It has been a while since Val and I have been on the water together and we were clumsy, frankly, but the water was calm with only a slight wind, and the sun was high, and it was a warm day and it was really impossible to feel like we’d get into too much trouble.
We lazed about on the water and after an hour or so headed back into the rental area, placed the paddles and life vests back where we found them, and tiptoed back to the sand city the girls had erected earlier and resumed reading to one another.
And then we stopped reading and just looked at the kids, and looked at the empty lake, and all the trees and the sun and the greens and pushed our bare feet into the warm sand and felt really luck, really happy. Content.
As the sun began to set we herded the girls into the truck, stuffed them into a change of pants and, knowing that they’d be hungry, plied them with cheese. We drove back to camp and made, by request, mac and cheese (an improvisation with some bowtie pasta from our dry goods box and some mozzarella we had lurking in the fridge) and pan seared broccoli, both of which went over huge.
Val and I prepared a sauté of onions and zucchini and the yellow and green beans we had picked up at the farmstand outside Chicoutimi, and poured it along with the remains of a jar of pesto over the balance of the pasta, and it was terrific.
A miracle occurred, as while we had thought we were out of wine, in the process of organizing the truck for tomorrow’s long day of travel out of Quebec and into Ontario, we discovered a bottle of capable Malbec.
Down it went, and we were all feeling quite well. We did the dishes and I started a fire, and Val set off to the truck to retrieve a sweater when she noticed my phone ringing – remarkable because we virtually never keep an eye on our phones, we virtually never get service out here, and I don’t even have my ringer on so she would have only really noticed an incoming call at night, the phone blinking at her from the dashboard of the truck.
It was our attorney in Arizona, calling with an update about the resolution of Val’s father’s estate. I spoke with her for a few minutes and, as there had been an offer on his house, then called all the sisters to update them.
In turn, Val had a chance to speak with her sisters over the course of the next hour and, as she hung up the phone on the final call, the weight of the day and her father’s passing came crashing down on her in full force, and she curled into her chair in front of the fire with her face buried in her hands and I could only look on from a distance.
Our girls had completely lost themselves in another of their games, building houses for their stuffed wolf cubs and arranging marriages amongst them, so I fed the fire and let it warm the two of us and, after a half an hour or and hour even, we spoke a little and I sent her off to bed.
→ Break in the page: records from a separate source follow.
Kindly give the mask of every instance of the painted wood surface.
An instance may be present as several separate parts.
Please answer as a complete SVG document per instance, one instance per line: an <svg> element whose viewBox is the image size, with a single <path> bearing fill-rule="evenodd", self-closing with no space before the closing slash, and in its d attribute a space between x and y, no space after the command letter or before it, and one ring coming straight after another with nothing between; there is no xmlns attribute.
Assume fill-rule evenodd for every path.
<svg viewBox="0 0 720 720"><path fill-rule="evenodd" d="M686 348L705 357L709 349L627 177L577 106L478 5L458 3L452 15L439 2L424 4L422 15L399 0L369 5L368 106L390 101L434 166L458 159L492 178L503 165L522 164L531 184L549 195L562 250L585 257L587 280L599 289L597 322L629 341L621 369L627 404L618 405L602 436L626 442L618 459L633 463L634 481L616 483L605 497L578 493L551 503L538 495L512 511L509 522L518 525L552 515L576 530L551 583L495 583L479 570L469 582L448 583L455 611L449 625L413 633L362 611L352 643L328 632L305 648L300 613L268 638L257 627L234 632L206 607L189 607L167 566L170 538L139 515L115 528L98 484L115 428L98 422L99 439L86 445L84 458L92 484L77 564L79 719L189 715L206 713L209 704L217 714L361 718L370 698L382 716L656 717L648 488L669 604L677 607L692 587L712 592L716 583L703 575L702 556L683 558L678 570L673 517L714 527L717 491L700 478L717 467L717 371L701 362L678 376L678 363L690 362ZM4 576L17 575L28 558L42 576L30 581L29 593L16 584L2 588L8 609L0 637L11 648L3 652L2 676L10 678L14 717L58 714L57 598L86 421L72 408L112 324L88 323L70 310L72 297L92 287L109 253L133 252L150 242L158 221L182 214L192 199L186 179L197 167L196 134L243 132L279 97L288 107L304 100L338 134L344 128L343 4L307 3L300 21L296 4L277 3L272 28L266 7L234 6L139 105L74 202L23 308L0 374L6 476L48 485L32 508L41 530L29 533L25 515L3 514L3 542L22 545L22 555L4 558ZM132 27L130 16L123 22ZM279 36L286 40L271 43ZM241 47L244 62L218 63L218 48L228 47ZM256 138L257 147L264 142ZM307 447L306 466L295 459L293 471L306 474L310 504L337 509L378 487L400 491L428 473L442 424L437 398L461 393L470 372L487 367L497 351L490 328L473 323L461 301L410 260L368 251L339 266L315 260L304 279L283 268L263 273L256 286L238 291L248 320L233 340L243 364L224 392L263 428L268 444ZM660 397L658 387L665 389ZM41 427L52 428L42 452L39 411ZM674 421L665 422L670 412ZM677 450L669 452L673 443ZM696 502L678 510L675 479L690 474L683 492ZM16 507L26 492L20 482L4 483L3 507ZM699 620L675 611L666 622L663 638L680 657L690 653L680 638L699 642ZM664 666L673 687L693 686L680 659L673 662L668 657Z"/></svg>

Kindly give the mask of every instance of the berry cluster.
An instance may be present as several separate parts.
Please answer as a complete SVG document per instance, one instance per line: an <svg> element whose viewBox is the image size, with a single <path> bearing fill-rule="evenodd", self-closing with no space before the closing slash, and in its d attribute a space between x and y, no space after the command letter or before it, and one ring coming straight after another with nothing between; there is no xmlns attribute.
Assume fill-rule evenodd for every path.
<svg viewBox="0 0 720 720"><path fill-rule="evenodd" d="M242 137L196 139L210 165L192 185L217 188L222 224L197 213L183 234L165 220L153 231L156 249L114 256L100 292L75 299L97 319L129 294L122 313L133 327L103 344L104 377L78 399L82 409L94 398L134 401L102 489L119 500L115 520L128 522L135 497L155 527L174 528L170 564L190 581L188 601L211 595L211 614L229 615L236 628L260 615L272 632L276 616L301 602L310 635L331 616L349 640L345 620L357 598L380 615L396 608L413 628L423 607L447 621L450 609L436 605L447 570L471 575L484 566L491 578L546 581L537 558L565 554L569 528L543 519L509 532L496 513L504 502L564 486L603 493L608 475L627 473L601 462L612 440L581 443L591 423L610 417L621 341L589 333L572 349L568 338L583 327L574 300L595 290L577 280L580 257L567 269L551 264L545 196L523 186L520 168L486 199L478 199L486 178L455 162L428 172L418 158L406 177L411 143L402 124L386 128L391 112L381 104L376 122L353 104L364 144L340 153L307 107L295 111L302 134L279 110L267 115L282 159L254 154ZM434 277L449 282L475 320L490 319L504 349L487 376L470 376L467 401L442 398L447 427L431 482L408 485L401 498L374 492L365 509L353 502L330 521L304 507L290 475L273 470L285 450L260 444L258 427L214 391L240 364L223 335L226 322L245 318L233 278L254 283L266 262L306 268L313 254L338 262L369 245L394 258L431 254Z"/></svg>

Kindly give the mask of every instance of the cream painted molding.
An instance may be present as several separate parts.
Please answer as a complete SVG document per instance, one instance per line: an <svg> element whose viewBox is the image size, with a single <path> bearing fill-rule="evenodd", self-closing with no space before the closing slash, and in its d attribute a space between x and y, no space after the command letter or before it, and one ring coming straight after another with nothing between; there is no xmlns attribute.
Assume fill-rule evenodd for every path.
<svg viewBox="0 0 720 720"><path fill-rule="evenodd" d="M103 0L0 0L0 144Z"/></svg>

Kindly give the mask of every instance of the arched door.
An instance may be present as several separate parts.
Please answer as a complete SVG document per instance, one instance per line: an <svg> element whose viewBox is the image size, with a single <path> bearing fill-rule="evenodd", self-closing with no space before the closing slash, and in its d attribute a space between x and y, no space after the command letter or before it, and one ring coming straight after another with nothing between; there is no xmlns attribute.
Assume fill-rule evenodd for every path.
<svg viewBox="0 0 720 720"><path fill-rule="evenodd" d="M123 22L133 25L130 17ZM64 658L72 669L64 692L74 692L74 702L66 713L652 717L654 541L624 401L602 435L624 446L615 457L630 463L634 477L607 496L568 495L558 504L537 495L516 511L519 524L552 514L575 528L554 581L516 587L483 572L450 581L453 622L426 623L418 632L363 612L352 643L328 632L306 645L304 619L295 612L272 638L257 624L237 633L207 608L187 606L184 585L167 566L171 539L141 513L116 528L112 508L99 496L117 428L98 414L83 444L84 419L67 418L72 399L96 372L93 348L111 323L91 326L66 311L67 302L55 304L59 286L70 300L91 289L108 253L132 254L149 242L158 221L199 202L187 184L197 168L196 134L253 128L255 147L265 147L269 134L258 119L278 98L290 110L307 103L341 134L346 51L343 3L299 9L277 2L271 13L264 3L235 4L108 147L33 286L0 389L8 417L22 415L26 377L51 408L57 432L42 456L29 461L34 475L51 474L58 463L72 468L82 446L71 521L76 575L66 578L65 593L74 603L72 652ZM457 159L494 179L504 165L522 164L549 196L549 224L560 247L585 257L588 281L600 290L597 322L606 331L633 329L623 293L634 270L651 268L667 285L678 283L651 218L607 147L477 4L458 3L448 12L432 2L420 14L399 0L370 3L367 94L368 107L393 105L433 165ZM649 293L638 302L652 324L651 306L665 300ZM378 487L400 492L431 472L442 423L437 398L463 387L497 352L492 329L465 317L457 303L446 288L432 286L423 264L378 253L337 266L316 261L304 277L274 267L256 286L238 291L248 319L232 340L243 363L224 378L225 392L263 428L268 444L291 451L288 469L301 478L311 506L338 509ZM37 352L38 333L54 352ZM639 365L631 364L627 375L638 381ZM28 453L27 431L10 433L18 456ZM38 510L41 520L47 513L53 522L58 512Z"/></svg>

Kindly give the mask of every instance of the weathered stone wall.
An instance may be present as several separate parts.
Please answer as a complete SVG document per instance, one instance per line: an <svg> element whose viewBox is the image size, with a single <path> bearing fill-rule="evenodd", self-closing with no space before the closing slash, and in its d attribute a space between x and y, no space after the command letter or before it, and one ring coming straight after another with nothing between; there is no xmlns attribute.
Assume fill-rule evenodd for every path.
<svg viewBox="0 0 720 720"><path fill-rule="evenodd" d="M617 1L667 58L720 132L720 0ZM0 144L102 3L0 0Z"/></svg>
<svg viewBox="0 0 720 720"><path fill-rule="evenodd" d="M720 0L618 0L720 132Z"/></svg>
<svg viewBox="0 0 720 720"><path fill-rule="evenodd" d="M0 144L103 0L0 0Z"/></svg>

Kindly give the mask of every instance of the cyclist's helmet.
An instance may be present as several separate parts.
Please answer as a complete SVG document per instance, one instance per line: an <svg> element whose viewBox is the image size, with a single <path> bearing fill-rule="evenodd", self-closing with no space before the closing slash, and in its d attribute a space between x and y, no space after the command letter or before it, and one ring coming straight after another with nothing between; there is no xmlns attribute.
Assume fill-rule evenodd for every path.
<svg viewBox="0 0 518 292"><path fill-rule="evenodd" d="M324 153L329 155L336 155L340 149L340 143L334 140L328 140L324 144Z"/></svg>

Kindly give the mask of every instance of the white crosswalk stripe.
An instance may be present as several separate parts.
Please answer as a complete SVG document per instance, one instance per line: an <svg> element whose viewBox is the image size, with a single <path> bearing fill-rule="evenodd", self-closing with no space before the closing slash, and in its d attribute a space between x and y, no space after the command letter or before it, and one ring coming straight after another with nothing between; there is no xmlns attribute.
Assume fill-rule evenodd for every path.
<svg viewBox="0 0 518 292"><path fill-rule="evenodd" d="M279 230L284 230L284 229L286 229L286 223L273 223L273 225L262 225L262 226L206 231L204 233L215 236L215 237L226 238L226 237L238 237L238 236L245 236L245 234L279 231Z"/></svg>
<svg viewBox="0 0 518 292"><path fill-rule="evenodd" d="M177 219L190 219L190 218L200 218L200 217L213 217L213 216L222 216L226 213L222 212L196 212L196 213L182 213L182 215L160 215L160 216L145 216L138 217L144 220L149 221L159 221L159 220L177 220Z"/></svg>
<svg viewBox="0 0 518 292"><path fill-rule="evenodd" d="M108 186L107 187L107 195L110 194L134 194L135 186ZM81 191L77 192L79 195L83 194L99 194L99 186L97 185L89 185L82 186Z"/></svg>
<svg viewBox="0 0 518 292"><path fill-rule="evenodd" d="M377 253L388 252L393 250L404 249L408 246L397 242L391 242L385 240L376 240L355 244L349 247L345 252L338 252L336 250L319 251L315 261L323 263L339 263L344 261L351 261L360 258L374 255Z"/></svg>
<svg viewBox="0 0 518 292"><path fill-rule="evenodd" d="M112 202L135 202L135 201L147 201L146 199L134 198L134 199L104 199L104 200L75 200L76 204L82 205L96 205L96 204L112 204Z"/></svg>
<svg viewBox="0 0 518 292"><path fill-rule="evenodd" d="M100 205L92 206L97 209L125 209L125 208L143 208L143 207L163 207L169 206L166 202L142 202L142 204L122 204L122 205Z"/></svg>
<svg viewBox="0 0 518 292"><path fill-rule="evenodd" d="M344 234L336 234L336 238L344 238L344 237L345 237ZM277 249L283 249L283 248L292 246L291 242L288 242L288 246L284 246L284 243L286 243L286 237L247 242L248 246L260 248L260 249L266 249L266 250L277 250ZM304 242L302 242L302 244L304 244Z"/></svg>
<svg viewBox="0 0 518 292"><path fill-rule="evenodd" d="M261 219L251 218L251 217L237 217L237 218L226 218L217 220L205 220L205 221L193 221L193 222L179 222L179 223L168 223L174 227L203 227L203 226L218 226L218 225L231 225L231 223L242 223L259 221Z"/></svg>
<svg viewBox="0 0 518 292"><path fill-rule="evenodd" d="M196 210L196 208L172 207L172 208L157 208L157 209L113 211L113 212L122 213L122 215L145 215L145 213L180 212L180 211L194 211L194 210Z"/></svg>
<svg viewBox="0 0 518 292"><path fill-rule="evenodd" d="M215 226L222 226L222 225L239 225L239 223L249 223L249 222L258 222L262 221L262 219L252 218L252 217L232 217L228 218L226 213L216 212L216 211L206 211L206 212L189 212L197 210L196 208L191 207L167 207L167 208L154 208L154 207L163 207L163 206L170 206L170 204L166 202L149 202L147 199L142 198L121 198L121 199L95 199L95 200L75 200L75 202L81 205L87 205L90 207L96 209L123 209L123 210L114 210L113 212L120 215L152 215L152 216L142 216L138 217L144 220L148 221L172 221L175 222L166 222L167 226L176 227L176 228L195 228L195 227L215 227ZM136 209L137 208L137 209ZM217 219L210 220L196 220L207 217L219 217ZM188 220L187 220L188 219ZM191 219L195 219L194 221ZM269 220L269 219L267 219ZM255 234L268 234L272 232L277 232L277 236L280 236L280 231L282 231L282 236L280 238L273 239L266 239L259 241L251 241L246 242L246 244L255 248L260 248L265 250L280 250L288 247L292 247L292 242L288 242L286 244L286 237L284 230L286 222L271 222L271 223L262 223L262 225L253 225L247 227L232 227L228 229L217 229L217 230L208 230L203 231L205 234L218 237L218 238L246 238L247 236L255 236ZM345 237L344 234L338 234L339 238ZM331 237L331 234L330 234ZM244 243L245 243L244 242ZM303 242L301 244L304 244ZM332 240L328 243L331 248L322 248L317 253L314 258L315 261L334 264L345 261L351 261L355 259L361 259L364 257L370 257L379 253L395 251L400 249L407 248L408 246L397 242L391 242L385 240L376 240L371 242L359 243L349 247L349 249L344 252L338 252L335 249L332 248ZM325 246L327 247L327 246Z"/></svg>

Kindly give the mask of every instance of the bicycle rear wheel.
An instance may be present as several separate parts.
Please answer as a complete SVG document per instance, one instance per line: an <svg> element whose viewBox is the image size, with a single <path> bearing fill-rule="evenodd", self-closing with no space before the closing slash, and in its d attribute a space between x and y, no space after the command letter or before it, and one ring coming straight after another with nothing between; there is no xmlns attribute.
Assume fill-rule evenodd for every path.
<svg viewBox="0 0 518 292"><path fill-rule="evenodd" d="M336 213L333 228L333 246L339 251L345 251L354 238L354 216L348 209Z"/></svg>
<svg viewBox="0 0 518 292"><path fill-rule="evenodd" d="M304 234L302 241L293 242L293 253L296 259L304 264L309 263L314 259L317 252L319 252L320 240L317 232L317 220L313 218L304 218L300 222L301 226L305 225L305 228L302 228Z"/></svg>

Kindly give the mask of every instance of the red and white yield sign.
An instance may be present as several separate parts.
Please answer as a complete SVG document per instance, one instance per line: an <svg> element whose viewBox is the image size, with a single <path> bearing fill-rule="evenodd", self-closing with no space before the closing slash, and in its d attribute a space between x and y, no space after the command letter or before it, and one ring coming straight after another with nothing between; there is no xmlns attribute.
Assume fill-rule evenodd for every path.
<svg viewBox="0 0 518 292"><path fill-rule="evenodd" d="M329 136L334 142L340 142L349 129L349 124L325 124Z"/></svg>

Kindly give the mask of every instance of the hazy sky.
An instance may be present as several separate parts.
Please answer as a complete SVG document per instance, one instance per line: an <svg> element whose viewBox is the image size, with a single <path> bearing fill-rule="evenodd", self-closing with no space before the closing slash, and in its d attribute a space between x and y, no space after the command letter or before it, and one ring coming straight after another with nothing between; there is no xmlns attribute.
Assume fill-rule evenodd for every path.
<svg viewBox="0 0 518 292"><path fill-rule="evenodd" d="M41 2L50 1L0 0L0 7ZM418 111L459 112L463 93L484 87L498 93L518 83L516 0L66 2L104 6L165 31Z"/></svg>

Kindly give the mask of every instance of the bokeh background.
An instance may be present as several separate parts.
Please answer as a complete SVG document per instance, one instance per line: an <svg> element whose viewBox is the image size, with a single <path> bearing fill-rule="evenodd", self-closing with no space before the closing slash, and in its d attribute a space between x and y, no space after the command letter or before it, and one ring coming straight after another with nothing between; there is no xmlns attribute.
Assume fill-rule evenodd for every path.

I put the last of the wood on the fire and the girls emerged from their game to join me, exhausted, and we watched the fire together, talking and not talking, a father and his daughters.
I found myself hoping that I would be a good enough person to these kids of mine, a good enough father, that my inevitable passing will move them in no small way too.
That they’ll pry open a box of letters, or pictures, or read a story I wrote, some day decades from now, and call each other, and fall warmly upon my memory.
If that’s all I get from this life of mine, I’ll call it a success.